Decay Accelerating Factor: E. Coli Expression, Refolding, Establishment Of An ELISA System And Its Metabolization In Rat

The purpose of the present study is to produce enough amount of soluble DAF for in vivo studies, i.e. the metabolization of soluble DAF in the blood and its inhibitive effect to the complement system. In order to achieve this goal, the 4 short concensus repeats (SCR1-4) of rat DAF (rDAF) and human DAF (hDAF) were successfully overexpressed in E. coli. The inclusion body was purified and refolded to obtain soluble and active DAF. Then, the recombinant rDAF was used as an immunongen to produce monoclonal antibodies against rDAF. Finally, an ELISA system was established in which as little as 10 ng/ml of rDAF could be detected.
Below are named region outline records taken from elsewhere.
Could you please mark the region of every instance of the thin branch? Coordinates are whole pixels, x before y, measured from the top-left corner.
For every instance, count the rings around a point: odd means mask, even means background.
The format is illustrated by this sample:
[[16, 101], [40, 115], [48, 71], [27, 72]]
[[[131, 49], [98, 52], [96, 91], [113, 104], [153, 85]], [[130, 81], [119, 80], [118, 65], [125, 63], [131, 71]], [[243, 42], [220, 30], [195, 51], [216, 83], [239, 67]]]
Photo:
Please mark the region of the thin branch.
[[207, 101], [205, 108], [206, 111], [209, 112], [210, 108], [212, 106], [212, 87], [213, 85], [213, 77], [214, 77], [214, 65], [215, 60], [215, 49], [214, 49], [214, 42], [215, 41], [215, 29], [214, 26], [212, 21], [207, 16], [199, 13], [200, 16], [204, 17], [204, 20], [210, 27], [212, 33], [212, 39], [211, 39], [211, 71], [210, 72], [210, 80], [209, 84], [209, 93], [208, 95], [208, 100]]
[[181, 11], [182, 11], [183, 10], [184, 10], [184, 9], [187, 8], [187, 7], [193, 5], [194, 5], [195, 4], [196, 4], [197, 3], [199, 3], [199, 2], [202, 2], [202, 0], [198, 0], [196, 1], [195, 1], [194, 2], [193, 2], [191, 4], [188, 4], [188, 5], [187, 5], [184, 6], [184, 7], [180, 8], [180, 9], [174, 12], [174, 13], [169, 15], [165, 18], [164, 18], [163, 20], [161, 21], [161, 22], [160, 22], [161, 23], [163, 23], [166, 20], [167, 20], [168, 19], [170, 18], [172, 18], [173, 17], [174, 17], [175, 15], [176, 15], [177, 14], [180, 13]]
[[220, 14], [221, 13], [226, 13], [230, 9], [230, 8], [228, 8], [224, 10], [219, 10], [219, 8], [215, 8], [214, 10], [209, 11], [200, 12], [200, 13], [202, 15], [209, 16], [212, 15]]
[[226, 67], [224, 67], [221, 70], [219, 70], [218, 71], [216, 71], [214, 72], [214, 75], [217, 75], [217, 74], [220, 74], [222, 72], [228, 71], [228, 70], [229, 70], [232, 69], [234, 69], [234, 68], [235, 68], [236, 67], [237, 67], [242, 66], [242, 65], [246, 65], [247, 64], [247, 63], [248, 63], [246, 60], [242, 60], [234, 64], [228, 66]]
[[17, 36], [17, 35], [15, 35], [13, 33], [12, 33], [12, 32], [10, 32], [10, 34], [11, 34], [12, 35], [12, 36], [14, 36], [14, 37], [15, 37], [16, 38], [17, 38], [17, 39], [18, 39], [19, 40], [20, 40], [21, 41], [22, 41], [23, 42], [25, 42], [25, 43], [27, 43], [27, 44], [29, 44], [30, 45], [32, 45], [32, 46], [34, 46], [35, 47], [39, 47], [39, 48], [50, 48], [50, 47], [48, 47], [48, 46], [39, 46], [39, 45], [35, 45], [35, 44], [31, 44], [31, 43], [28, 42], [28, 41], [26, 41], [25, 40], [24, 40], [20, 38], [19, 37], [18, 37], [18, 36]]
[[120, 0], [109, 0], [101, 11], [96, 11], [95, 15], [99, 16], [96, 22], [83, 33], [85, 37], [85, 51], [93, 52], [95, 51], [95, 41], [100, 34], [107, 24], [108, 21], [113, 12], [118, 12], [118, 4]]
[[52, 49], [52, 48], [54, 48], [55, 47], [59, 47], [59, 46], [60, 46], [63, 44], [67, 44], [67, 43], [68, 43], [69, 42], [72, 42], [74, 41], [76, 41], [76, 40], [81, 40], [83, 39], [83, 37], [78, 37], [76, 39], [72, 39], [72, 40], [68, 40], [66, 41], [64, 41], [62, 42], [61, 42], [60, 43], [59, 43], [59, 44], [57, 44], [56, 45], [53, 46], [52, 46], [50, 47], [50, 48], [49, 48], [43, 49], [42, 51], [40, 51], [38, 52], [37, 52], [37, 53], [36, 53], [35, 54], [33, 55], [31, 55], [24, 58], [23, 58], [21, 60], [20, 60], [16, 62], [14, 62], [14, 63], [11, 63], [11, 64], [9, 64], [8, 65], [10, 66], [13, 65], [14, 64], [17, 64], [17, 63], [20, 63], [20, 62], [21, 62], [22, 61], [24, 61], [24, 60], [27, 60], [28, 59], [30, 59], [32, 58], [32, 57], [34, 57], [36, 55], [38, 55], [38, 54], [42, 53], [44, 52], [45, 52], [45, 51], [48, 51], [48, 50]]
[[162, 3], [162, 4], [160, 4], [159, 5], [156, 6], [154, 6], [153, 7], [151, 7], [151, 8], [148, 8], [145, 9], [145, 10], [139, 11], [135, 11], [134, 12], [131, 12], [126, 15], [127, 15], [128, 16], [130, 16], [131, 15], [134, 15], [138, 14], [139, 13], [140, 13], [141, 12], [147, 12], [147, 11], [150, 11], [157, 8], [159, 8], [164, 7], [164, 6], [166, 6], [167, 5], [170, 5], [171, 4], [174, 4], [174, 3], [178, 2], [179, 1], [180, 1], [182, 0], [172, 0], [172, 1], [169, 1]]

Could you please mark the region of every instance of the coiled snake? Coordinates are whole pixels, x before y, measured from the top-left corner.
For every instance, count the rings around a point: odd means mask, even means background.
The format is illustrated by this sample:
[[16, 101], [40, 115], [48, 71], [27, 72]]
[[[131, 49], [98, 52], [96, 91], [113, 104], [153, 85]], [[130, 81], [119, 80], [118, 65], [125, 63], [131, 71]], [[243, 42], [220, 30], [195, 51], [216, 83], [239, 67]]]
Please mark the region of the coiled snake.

A monoclonal antibody which could detect as little as 40 ng of rDAF was isolated. The results of the in vivo experiment showed that rDAF was metabolized rapidly in the blood. Within 90 min after injection, it could not be detected. Even at the highest concentration, the negative effect of soluble DAF against the complement system was not detected. This result showed that soluble DAF is not a good candidate of complement inhibitor. In the mean time, two other studies were done. First, an efficienct and economic way of refolding DAF was established. Second, the possibility of soluble expression of DAF was explored and a possible reason was given for the soluble inclusion bodies which were formed by the NusA-DAF fusion protein.